Pobierz Hellvis - Podjąłem decyzję. Po 10 latach nałogowego picia #alkoholizm , z czego ostat...
źródło: comment_iIlY9LeI1SJAz5SIl1TtAezH0nSQEOng.jpg
  • 84
@Hellvis mirku, powodzenia! Piszesz że robota w gastro, no ale do kaca nie dopuszczałeś, czyli wiecznie nagrzany? Przecież to czuć, oddech, skóra, pot... Jak to działa?
@Hellvis: Mirku ja zaliczyłem coś takiego liczącego kilka miesięcy, ciężko się zasypia 2-3 noce + pocenie jak mysz. Wiem ze ciężko skupić na czymś uwagę, ale staraj się zająć czymś głowę. Jeśli w coś grałeś na konsolach, to kup konsole i nowe czesci swoich ulubionych tytułów, mi to bardzo pomagało :)
Najważniejsze ze podjąłeś decyzje :) powodzenia :)
Wiesz co. Uwazaj. Nie bądź sam. W szpitalach odwyki trwają 11 albo 14 dni, bo to maksymalny okres kiedy może nastąpić atak padaczki poalkoholowej. To niebezpieczne, że rzucasz bez opieki!
@jonzi: Do czasu się udaje, w gastro dużo ludzi pije i o ile ktoś nie przesadza i przychodzi do pracy to często przymyka się na to oko. Gorzej jak nie przychodzi do pracy. Z trzech miejsc już mnie #!$%@? i za każdym razem nie dało mi to nic do myślenia. I tak żyłem z dnia na dzień nie przejmując się za bardzo, bo robotę zawsze można znaleźć. Aktualnie jestem znów w
@Hellvis: > jadę omówić problem z rodziną (to będzie najtrudniejsze), a potem pakuję się i wracam do Polski podjąć leczenie

@Renard15: może w twoim przypadku to ma znaczenie, może nie, ale obejrzyj sobie ten film, dość mocno oparty na naukowych podstawach (nałóg ma baaardzo duże powiązanie z brakiem normalnych zdrowych związków międzyludzkich):
https://www.ted.com/talks/johann_hari_everything_you_think_you_know_about_addiction_is_wrong
@tutenchamon_III: padaczka może wystąpić na dłuuuuuugo po skończeniu ciągu
@Hellvis: Mireczki mają rację, odstawianie bez obstawy lekowej po takim cugu nie jest najbezpieczniejszą drogą, ja bym pognał chociaż do rodzinnego i mu wytłumaczył co i jak. Powodzenia!
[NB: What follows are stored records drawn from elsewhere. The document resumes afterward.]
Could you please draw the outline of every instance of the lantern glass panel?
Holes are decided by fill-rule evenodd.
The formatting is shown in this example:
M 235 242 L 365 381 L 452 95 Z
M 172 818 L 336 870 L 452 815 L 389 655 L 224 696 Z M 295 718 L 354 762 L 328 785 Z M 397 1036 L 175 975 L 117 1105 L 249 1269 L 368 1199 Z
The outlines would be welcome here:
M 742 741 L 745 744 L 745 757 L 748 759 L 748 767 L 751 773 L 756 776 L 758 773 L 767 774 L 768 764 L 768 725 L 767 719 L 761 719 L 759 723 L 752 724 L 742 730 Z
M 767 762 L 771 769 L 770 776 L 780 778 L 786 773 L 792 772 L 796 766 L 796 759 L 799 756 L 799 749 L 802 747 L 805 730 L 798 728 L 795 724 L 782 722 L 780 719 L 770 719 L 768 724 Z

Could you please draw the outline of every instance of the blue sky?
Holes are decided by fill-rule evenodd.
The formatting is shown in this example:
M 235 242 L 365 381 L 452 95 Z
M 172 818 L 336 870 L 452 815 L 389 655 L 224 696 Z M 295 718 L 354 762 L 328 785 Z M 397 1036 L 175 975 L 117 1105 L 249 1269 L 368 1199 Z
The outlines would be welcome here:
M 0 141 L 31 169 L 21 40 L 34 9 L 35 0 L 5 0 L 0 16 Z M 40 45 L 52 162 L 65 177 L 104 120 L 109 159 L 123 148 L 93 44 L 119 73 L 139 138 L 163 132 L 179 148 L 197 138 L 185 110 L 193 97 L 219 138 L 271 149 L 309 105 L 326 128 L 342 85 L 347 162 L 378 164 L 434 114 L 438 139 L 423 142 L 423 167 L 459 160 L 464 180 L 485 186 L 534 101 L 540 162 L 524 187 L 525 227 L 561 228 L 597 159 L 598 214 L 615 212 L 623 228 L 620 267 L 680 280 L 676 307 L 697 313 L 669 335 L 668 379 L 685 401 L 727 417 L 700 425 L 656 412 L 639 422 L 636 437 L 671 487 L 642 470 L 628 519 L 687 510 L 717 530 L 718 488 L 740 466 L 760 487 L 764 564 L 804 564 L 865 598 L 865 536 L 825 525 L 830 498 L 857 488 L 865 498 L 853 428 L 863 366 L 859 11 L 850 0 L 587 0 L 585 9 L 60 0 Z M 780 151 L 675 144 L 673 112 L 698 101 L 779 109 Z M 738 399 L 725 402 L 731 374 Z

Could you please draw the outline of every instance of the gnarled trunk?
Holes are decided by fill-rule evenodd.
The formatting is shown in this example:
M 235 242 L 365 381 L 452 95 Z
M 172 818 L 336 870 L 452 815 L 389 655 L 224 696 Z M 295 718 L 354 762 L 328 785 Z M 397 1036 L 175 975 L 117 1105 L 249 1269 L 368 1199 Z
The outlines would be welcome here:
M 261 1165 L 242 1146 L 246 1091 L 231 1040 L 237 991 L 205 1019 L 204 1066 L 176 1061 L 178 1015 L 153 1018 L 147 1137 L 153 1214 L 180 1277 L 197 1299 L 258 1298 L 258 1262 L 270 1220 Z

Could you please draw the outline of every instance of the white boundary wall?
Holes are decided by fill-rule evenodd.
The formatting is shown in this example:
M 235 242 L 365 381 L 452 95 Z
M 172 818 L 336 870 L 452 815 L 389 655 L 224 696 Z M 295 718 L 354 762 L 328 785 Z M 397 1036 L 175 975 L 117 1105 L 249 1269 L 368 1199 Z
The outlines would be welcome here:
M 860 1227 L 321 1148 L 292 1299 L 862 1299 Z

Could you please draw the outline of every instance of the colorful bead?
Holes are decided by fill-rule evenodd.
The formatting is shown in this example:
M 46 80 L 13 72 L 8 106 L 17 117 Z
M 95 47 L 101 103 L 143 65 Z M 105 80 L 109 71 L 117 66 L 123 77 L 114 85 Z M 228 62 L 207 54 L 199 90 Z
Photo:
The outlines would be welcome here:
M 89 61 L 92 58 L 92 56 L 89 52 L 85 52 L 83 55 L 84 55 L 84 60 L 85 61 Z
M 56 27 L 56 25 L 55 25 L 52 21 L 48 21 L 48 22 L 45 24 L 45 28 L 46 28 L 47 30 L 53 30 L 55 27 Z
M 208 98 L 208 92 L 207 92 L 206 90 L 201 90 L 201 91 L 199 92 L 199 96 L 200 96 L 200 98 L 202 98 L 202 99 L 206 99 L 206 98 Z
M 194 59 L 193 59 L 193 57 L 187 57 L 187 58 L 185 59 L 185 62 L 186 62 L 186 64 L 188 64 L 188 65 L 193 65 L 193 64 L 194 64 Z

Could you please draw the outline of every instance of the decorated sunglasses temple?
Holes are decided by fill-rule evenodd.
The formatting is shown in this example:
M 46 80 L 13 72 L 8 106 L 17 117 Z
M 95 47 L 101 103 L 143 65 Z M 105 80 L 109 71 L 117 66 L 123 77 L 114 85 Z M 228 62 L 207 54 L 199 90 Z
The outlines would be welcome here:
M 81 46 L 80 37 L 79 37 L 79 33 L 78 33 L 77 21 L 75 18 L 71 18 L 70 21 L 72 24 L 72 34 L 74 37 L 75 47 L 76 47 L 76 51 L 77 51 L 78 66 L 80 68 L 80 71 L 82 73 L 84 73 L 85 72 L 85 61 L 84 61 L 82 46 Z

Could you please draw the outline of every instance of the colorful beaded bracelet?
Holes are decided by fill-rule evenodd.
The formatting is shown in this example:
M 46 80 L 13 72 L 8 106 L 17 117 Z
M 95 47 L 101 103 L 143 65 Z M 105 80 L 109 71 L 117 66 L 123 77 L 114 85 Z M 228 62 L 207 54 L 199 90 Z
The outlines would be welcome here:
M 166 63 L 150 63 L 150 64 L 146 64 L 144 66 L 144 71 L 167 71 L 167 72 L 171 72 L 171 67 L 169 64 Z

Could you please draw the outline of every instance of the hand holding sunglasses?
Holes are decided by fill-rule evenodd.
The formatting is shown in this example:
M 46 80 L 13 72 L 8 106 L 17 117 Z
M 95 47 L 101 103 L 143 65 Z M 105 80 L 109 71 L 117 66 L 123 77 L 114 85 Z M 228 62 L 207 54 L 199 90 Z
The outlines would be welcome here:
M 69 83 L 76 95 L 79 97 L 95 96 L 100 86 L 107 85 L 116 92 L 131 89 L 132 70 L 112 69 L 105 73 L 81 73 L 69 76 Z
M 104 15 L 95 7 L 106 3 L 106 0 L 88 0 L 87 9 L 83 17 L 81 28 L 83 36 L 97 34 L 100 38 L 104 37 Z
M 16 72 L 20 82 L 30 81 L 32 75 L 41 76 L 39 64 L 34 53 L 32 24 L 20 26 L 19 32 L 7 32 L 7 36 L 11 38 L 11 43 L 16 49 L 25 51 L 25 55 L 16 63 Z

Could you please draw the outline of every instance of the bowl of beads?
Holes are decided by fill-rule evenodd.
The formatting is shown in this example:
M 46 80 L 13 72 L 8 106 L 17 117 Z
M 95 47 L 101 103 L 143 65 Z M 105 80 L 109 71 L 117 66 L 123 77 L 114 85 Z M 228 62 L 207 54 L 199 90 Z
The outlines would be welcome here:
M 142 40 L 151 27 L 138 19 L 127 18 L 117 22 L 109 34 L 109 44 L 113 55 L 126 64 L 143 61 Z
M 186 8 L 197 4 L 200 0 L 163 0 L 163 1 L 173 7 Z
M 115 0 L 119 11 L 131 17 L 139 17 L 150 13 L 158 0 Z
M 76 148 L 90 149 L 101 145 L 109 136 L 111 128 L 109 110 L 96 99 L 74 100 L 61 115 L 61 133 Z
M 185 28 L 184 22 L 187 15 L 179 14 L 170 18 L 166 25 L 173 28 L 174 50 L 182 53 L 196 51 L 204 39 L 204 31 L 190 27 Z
@tutenchamon_III: Dlatego Ci mówię, że może wystąpić o wiele później niż po tych szpitalnych 14 dniach. Tyle trwają bo w tyle można zejść z relanium, odpocząć i ustabilizować gospodarkę elektrolitową organizmu a nie dlatego, że przez 14 dni padaczka może wystąpić, to tylko jeden z elementów całej układanki.
@Hellvis: Przy odstawieniu na cold turkey trzeba od razu wskoczyć na suplementację i większość problemów jest dużo łagodniejsza.
- B6 przez pierwszy tydzień 3x100mg
- magnez i potas w opór
- dobre nawodnienie
- dobre odżywianie
- coś ziołowego na uspokojenie
- melatonina na noc

Gratuluję pierwszego kroku i wytrwałości w walce! Oby Ci się udało!